It was a big loss to the state of Georgia when four rural hospitals closed over the course of two years. The closures gained state and national attention, and started a much needed conversation among rural health care leaders: How to help a rural community after a hospital closure. “Four hospitals is a lot to lose in our rural communities,” said Charles Owens, Executive Director of the Georgia State Office of Rural Health.

In May 2014 Georgia enacted regulations that would allow a closed rural hospital to be reopened as a freestanding ER department within 12 months of the initial closure.  The facility would need to be located in a rural county within 35 miles of a licensed general hospital, be open 24 hours/365 days a year and provide non-elective surgery and emergency treatments. Freestanding ERs must also maintain a license through the Healthcare Facility Regulation (HFR), and cannot house a patient for more than 24 hours. To date, no closed hospitals have reopened as freestanding ERs.

Owens is a member of the governor appointed Rural Hospital Stabilization Committee. The committee meets publicly to discuss the freestanding ER model and consider the pros and cons, as well as additional opportunities to bring health care resources to rural communities.   “We are evaluating what it takes to operate a freestanding ER and what the patient levels would need to be to sustain itself,” he said. “We are evaluating reimbursement and regulations and are also developing recommendations for communities to consider.” In addition to the committee, Owens has also been appointed the Rural Hospital Point of Contact for Georgia’s rural hospitals to assist them in addressing any challenges they are facing.

There are multiple challenges associated with reopening a closed hospital as a freestanding ER, primarily generating sufficient payment to establish sustainability. “Otherwise, in Georgia, a local subsidy would be required,” Owens said. “So the major obstacles are lower volume, poor payer mix, indigent population, severely poor health status, and the high cost population to be served.The models across the US that are currently in operation are either in urban commercial markets or otherwise are heavily subsidized by demonstration project funding, state or local funds. “

According to Owens, a freestanding ER is preferable to an urgent care facility in some communities due to “community perception and the potential for available diagnostics and other ancillary support if the community can support the added costs.” Additionally, urgent care facilities are restricted by Certificate of Need in most states.

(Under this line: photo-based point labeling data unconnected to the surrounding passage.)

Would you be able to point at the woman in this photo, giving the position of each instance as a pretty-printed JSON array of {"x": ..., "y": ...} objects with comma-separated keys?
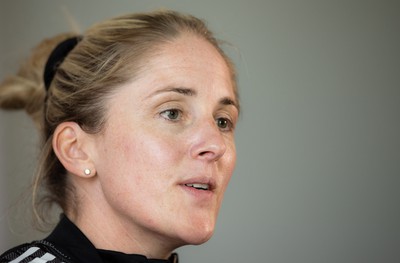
[{"x": 137, "y": 117}]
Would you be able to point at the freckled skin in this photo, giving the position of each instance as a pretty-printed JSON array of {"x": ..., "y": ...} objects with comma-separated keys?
[{"x": 143, "y": 157}]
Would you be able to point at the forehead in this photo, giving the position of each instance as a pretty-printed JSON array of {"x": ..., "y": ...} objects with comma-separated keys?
[{"x": 190, "y": 58}]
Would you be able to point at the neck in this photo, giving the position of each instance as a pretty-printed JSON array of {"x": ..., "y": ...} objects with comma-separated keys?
[{"x": 108, "y": 231}]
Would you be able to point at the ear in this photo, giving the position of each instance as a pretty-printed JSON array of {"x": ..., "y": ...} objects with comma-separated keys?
[{"x": 71, "y": 145}]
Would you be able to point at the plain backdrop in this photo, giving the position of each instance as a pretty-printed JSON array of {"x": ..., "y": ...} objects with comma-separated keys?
[{"x": 318, "y": 172}]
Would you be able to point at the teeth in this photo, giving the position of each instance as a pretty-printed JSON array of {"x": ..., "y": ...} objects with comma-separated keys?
[{"x": 199, "y": 186}]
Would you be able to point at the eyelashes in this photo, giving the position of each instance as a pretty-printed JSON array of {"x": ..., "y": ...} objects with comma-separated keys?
[{"x": 174, "y": 115}]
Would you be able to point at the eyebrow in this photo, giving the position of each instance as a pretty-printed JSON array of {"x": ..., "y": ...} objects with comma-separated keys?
[
  {"x": 191, "y": 92},
  {"x": 180, "y": 90}
]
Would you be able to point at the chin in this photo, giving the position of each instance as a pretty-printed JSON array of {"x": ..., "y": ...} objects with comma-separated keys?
[{"x": 199, "y": 236}]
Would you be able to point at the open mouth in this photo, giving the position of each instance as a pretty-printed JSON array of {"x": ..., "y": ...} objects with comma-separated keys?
[{"x": 199, "y": 186}]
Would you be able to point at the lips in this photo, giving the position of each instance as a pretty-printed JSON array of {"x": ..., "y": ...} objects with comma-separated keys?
[
  {"x": 199, "y": 186},
  {"x": 203, "y": 184}
]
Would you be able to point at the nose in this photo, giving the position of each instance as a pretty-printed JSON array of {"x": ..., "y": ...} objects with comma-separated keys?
[{"x": 207, "y": 142}]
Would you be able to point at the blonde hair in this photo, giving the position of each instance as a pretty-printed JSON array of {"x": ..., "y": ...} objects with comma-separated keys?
[{"x": 109, "y": 54}]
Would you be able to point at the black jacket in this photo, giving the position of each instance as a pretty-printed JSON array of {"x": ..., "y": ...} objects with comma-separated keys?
[{"x": 69, "y": 245}]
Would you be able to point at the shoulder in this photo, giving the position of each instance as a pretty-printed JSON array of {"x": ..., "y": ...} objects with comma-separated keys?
[{"x": 37, "y": 251}]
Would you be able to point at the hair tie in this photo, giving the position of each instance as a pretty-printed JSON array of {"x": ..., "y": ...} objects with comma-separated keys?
[{"x": 56, "y": 57}]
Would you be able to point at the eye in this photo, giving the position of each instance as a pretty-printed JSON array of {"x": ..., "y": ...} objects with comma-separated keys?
[
  {"x": 171, "y": 114},
  {"x": 224, "y": 124}
]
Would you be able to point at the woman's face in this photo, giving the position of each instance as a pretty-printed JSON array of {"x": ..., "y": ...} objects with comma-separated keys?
[{"x": 167, "y": 152}]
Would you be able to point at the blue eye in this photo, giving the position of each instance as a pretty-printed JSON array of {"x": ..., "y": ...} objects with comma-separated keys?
[{"x": 171, "y": 114}]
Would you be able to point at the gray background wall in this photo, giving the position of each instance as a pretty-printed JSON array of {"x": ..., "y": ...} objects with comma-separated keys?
[{"x": 318, "y": 173}]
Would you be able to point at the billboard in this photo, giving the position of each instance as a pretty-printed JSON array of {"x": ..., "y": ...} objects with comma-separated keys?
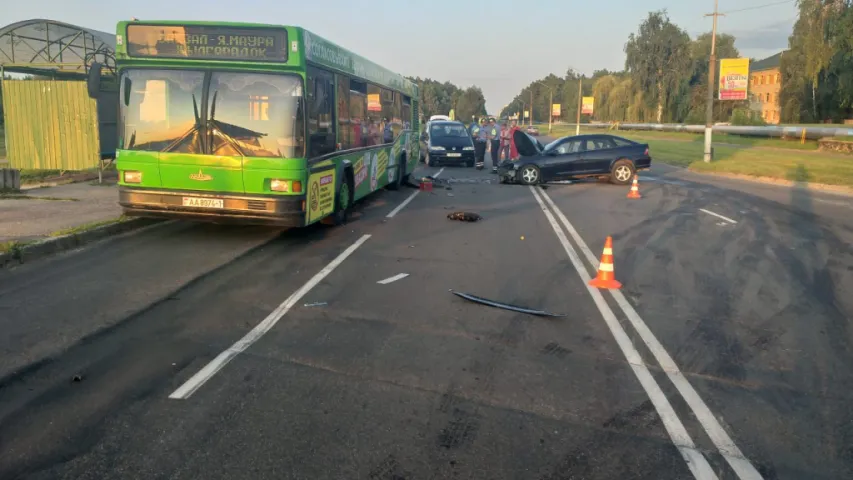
[
  {"x": 587, "y": 105},
  {"x": 555, "y": 110},
  {"x": 734, "y": 78},
  {"x": 373, "y": 103}
]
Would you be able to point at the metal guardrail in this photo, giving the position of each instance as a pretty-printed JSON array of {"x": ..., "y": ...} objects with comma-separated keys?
[{"x": 812, "y": 133}]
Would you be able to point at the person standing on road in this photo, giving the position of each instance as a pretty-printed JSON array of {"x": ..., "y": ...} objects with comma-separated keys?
[
  {"x": 480, "y": 143},
  {"x": 506, "y": 137},
  {"x": 513, "y": 149},
  {"x": 495, "y": 138}
]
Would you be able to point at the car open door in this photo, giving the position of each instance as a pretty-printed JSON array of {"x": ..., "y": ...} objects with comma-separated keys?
[
  {"x": 526, "y": 145},
  {"x": 563, "y": 158}
]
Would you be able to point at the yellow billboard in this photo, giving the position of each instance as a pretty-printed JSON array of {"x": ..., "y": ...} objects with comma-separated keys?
[
  {"x": 373, "y": 103},
  {"x": 734, "y": 78},
  {"x": 587, "y": 105}
]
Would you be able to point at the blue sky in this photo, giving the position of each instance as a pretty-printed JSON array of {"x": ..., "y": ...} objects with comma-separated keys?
[{"x": 500, "y": 45}]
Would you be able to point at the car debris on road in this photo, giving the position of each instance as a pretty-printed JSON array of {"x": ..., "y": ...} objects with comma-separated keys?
[
  {"x": 464, "y": 216},
  {"x": 505, "y": 306}
]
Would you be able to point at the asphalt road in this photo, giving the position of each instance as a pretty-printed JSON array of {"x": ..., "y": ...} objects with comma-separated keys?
[{"x": 196, "y": 351}]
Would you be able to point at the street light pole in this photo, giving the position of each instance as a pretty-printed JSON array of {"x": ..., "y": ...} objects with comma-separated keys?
[
  {"x": 531, "y": 106},
  {"x": 580, "y": 95},
  {"x": 550, "y": 110},
  {"x": 712, "y": 81}
]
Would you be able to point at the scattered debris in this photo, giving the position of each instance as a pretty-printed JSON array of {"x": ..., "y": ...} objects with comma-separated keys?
[
  {"x": 388, "y": 280},
  {"x": 464, "y": 216},
  {"x": 505, "y": 306}
]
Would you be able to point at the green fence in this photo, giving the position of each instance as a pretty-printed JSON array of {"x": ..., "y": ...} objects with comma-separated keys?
[{"x": 50, "y": 125}]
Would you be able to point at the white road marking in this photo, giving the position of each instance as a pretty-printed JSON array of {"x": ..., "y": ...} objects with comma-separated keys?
[
  {"x": 724, "y": 443},
  {"x": 696, "y": 462},
  {"x": 718, "y": 216},
  {"x": 411, "y": 197},
  {"x": 190, "y": 386},
  {"x": 202, "y": 376},
  {"x": 388, "y": 280}
]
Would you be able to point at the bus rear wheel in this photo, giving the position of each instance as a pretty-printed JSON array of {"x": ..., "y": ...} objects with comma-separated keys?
[{"x": 399, "y": 177}]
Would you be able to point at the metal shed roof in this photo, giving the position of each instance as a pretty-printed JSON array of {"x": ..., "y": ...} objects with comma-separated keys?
[{"x": 49, "y": 47}]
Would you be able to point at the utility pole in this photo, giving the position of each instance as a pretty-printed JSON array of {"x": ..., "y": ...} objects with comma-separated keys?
[
  {"x": 712, "y": 82},
  {"x": 551, "y": 110},
  {"x": 531, "y": 106},
  {"x": 580, "y": 96}
]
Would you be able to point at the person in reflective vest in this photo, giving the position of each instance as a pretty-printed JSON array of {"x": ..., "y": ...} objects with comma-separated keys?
[
  {"x": 513, "y": 149},
  {"x": 495, "y": 139},
  {"x": 480, "y": 143},
  {"x": 506, "y": 139}
]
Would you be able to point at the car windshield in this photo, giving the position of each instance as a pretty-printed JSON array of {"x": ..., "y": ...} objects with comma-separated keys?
[
  {"x": 552, "y": 145},
  {"x": 448, "y": 130},
  {"x": 253, "y": 115}
]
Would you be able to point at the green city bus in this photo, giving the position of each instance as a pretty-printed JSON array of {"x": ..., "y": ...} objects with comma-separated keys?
[{"x": 254, "y": 123}]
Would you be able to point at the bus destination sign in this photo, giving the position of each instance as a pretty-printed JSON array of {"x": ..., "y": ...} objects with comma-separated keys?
[{"x": 207, "y": 42}]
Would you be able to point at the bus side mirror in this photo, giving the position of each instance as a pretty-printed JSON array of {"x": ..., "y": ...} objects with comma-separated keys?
[
  {"x": 126, "y": 91},
  {"x": 93, "y": 82}
]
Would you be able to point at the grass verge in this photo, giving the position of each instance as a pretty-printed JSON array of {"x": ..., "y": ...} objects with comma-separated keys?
[
  {"x": 735, "y": 155},
  {"x": 86, "y": 227},
  {"x": 12, "y": 247}
]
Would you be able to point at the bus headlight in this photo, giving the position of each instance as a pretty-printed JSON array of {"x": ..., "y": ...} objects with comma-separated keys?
[
  {"x": 132, "y": 176},
  {"x": 277, "y": 185}
]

Owens is happy to report that one CAH in south Georgia is not only thriving, but expanding.  Miller County Hospital in Colquitt recently started construction on the 6,500 square foot Miller County Dialysis Outpatient Clinic. The 1.1 million dollar facility is slated to open in January 2015. “Miller County Hospital is one of our growing Critical Access Hospitals as they proactively plan to meet the local needs of their communities they serve and expand services to meet those needs which creates sustainability for their health system,” Owens said.   ” Currently residents of Miller County are driving over 70 miles roundtrip 3 times per week.  Now they will have local access, which will greatly improve the quality of their lives, reduce transportation time as well as costs and also create jobs.”